Ensuring Police Access to Passport Photos: Responsibilities of Registration Authorities

Registration authorities should ensure that the police have access to passport photos at all times

In 2017, security authorities in Germany were granted access to biometric passport photos from electronic ID cards and passports, without justification. Despite a federal retrieval ordinance regulating technical details, access often fails due to technical issues. The German government wants to oblige the country’s approximately 4,300 municipal registration offices to enable photo retrieval “at any time”. This is part of a draft law to modernize passport, identity card, and immigration documents. The initiative was launched by Federal Minister of the Interior Nancy Faeser.

According to the government, due to a lack of federal legal obligation, online access to passport photos in state and local administration is still “not possible or only possible to a very limited extent”. Currently, only two federal states allow automated photo retrieval, but only for authorized authorities in their jurisdictions. The federal government estimates the cost of implementing a mirror database at the state level, which will allow authorities to upload or retrieve information, to be 4.42 million euros.

A constitutional complaint by the Society for Freedom Rights against the general right of retrieval is still pending.

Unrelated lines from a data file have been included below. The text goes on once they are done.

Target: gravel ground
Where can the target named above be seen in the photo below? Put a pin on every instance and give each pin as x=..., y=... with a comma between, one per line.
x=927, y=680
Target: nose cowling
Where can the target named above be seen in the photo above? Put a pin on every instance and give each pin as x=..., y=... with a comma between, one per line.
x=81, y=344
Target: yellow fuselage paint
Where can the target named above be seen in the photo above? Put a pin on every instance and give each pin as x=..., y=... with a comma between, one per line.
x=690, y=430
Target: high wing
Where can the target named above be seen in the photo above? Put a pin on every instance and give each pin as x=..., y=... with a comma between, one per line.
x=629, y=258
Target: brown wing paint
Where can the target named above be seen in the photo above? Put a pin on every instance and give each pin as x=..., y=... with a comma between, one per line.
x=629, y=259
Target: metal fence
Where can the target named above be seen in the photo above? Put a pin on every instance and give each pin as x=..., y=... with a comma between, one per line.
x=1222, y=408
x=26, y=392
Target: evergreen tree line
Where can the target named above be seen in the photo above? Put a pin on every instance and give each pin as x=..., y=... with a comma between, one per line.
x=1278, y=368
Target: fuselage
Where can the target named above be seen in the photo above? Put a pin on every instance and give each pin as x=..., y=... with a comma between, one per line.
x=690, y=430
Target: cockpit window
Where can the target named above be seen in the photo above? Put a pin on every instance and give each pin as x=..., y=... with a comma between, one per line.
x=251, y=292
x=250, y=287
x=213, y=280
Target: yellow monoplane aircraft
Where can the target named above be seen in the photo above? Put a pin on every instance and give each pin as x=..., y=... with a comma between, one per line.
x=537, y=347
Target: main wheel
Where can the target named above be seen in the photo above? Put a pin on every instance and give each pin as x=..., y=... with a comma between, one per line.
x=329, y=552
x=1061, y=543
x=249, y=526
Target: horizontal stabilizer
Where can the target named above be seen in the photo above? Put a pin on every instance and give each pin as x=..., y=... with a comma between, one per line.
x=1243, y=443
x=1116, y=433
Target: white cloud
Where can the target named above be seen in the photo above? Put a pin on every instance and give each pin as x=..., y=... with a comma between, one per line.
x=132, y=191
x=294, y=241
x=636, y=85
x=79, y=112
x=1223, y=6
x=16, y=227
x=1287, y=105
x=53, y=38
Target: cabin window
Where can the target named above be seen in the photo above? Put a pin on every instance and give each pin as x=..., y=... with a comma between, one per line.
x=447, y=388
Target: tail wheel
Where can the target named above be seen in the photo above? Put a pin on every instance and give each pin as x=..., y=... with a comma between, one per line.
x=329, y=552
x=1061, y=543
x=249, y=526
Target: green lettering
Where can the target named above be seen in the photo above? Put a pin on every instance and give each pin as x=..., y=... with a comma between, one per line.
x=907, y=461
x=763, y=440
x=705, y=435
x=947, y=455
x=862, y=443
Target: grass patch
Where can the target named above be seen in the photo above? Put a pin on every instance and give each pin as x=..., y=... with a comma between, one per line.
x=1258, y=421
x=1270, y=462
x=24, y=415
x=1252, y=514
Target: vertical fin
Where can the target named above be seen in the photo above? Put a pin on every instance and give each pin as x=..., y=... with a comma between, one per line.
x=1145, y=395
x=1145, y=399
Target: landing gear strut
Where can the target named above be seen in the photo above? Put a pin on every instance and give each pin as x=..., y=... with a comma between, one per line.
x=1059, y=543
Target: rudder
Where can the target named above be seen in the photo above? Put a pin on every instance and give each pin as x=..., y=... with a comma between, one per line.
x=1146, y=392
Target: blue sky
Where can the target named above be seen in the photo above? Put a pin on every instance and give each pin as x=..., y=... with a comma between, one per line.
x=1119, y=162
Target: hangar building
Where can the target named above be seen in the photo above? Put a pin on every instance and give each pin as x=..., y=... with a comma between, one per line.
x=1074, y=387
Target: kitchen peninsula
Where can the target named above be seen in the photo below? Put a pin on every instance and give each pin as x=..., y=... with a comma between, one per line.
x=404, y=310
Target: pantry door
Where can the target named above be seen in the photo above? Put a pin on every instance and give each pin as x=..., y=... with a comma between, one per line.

The license for security authorities criticized by data protection activists as a Big Brother measure is “tantamount to a loss of informational control,” the association complained in 2018. The federal government estimates that police officers conduct 33.6 million identity checks per year.

The new draft law will also reduce the minimum age for using online ID (eID) from 16 to 13 years, allowing the ID card to be used more frequently for age verification. If a citizen moves, the newly responsible registration office should be able to access the personal data previously stored elsewhere without delay. The delivery of new personal documents by post will be permitted, and children’s passports, which were valid for one year, will no longer be issued to create a uniform solution for German passport documents. However, the federal working group of municipal IT service providers Vitako raised concerns about Faeser’s original draft bill.